Unless there is anything else, that brings me neatly to another point that is raised against us, which is that there is an absurdity, perhaps – our learned friend Mr Begbie ultimately did not like the word “absurdity”, but he accepted, perhaps, if I can put it more neutrally, that there are anomalies with respect to what a regulator has to do to prove the contraventions en masse. One of the things, starkly, on his analysis, that the regulators would have to prove is receipt by each of the persons who are the subject of the communication.
To adopt what Justice Perry says, and say that you can infer those things, it may be right, maybe you can prove up a circumstantial case from time to time, en masse. Certainly, you could do what your Honour Justice Jagot acknowledged in the Reckitt Case on appeal, which is to say there must have been at least 5.9 million contraventions. The likelihood that the Parliament intended that the regulator should have to go out, to establish a contravention, to find every person who had received it – if they had driven past a billboard on a main road, you would have to find the
people who had driven past it and seen it; people who had driven past a corflute on a street, you would have to drive past, and see, and find them and get them in to prove that they saw it.
Those things are not just problems for the regulator, as our learned friends tried to comfort the Court, they are things which make it unlikely that that was what Parliament intended, because it is an unlikely construction. That brings me to the suggestion that the characterisation of our learned friend’s argument as a bigger penalty is always a better penalty is nothing more than a straw man.
Can I ask your Honours to go to Justice Perry’s reasons in the Full Court; you will see this in the core appeal book, if I can take your Honours to page 120 and to paragraph 101. What her Honour says there is that:
Mr Laming’s construction would have the result that the same maximum penalty of $25,200 for a natural person would apply irrespective of whether or not the communication was, for example, to one person or 500,000 electors –
Skipping over the parenthetical there:
While Mr Laming submits that such different scenarios might be accommodated on his construction in the assessment of the appropriate civil penalty, the construction is a highly unlikely one. In particular, it is difficult to reconcile that construction with the primary purpose of the civil penalty regime, being general and specific deterrence.
This comes back to the billionaire point that our learned friends make. An individual might well consider that the payment of the maximum penalty would be a small price to pay for the publication of a post on social media.

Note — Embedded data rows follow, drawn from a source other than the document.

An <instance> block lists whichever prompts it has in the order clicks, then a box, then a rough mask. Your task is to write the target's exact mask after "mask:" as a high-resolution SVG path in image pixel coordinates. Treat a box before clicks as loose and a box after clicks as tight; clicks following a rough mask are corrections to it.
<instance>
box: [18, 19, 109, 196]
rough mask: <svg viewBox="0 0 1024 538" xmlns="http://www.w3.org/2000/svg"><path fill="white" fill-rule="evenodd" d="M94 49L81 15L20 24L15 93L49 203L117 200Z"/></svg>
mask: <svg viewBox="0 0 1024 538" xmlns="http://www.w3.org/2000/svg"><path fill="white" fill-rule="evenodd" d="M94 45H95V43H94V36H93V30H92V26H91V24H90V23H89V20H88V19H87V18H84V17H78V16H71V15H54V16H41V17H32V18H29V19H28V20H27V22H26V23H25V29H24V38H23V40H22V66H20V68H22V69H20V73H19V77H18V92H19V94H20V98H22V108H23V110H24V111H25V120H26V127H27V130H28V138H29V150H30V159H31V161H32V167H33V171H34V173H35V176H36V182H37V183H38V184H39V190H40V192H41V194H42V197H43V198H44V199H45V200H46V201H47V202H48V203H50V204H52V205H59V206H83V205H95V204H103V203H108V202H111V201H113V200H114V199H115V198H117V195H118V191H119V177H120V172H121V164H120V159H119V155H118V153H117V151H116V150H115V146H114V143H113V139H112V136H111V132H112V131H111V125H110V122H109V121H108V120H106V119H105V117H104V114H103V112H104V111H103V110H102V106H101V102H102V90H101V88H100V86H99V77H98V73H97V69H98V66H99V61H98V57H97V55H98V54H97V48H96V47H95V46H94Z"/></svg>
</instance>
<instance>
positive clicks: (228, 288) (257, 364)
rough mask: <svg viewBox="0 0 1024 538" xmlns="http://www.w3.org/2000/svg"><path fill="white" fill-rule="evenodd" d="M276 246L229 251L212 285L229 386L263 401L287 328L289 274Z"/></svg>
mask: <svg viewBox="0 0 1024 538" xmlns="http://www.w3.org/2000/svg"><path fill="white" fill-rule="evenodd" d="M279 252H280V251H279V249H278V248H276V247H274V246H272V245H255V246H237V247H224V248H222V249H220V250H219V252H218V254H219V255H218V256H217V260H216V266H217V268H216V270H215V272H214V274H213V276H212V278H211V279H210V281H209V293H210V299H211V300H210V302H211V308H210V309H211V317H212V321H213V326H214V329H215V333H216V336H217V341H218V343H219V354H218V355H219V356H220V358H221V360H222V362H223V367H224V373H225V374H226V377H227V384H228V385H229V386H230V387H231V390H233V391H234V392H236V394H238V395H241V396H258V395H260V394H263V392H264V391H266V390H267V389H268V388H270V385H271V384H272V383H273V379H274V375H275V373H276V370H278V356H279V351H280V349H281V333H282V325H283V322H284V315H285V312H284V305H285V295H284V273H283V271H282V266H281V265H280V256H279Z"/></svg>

So, that is a passage of the judgement which our learned friends expressly support in their written outline, because when we criticise it, they say none of our criticisms of Justice Perry’s reasons are made good. That argument is a statement that the construction for which our learned friends contend is more likely because you will get bigger penalties that way.
Subject to any questions the Court has, those are our submissions. Thank you.
GAGELER CJ: Thank you, Mr Ferrett. The Court will consider its decision in this matter and will adjourn until 10.00 am tomorrow.